Vita Group's (ASX:VTG) share price crash was not a surprise.

If you're surprised by the recent crash in Vita Group’s (ASX:VTG) share price you shouldn’t be. The looming risk that torpedoed its share price by 70% has finally reared its ugly head.

Let’s recap how we got here. Twelve months ago, Vita Group, a telecommunications retailer, had become a small cap market darling. A lot of its success was due to Telstra (ASX:TLS).

Vita used to operate a multi-branded business, including Next Byte and FoneZone stores. But after successfully running a few Telstra branded stores, management decided to concentrate heavily in this area. By 2016, over 70% of its stores were Telstra branded, up from 28% just five years earlier.

Management did so for good reason. Selling data and voice plans involves very little inventory, so Vita could operate a large network without tying up much working capital.  Demand for Telstra’s products was improving (partly thanks to Vodafone’s missteps) which put a tailwind behind per-store sales, and Telstra generously shared a large chunk of this with its resellers (Vita’s gross margins exceeded 35% in 2016).

These attractive features made Vita look like an investor’s dream, with rising margins, rising cash generation and a rising share price. But hiding behind the enticing headline numbers lay a concerning fragility. Again, due to Telstra.

As Vita concentrated on Telstra stores, its earnings became increasingly dependent on its arrangement with Telstra. Michael Porter, the creator of the porter’s five forces framework for assessing competition, calls this supplier power. And if the slash of a supplier’s pen can erode a big chunk of value, the business is far from robust.

We weren’t predicting a change to Vita’s arrangement with Telstra when we downgraded it to SELL at $5.32 (Vita Group: Result 2016); but it was always a glaring risk and one that was not compensated for at 23 times trailing earnings. The company also gave clues that all was not well, like its peculiar expansion into IT services and men’s apparel and the significant selling by insiders.
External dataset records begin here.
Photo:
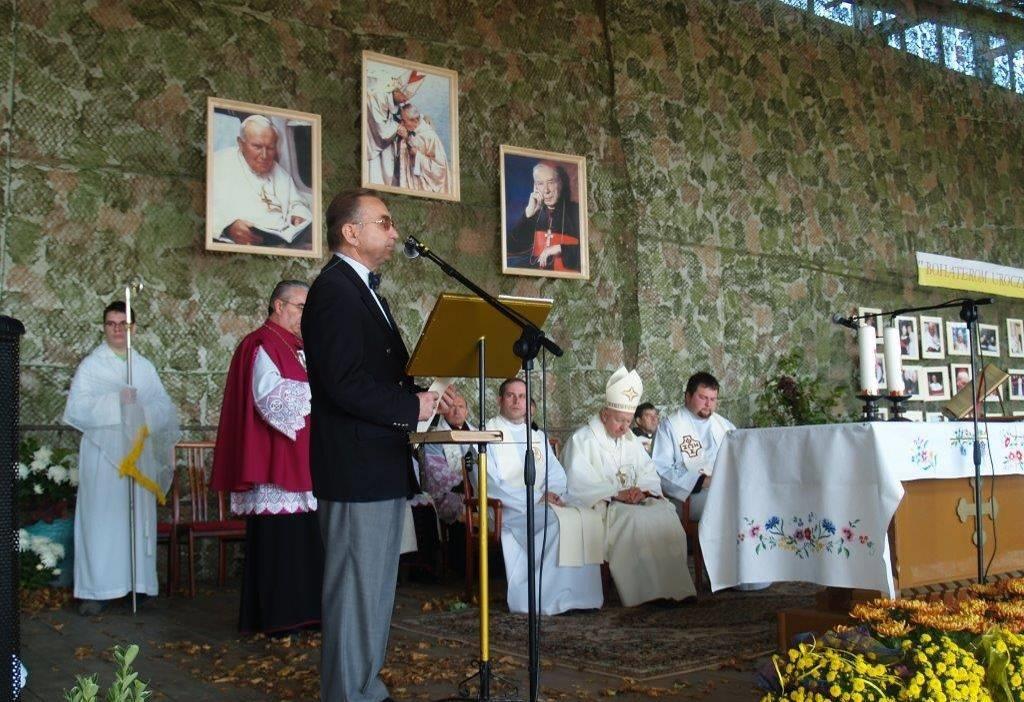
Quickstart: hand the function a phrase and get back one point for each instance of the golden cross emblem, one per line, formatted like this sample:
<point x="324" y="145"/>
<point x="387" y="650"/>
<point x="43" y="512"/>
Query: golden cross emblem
<point x="690" y="446"/>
This week we learned that Telstra has finalised its raid of Vita’s cookie jar, taking things from bad to worse. Telstra will claim more of the profits in its branded stores and even take back the most profitable ones in response to margin pressure in its mobile business. Perhaps Vita’s success was its undoing as, when Telstra needed to restore its margins, Vita stood out as an easy place to find it.

This highlights an age-old investing lesson that price matters. A business setback can be an inconvenience to a low-priced stock but downright devastating to a high flyer.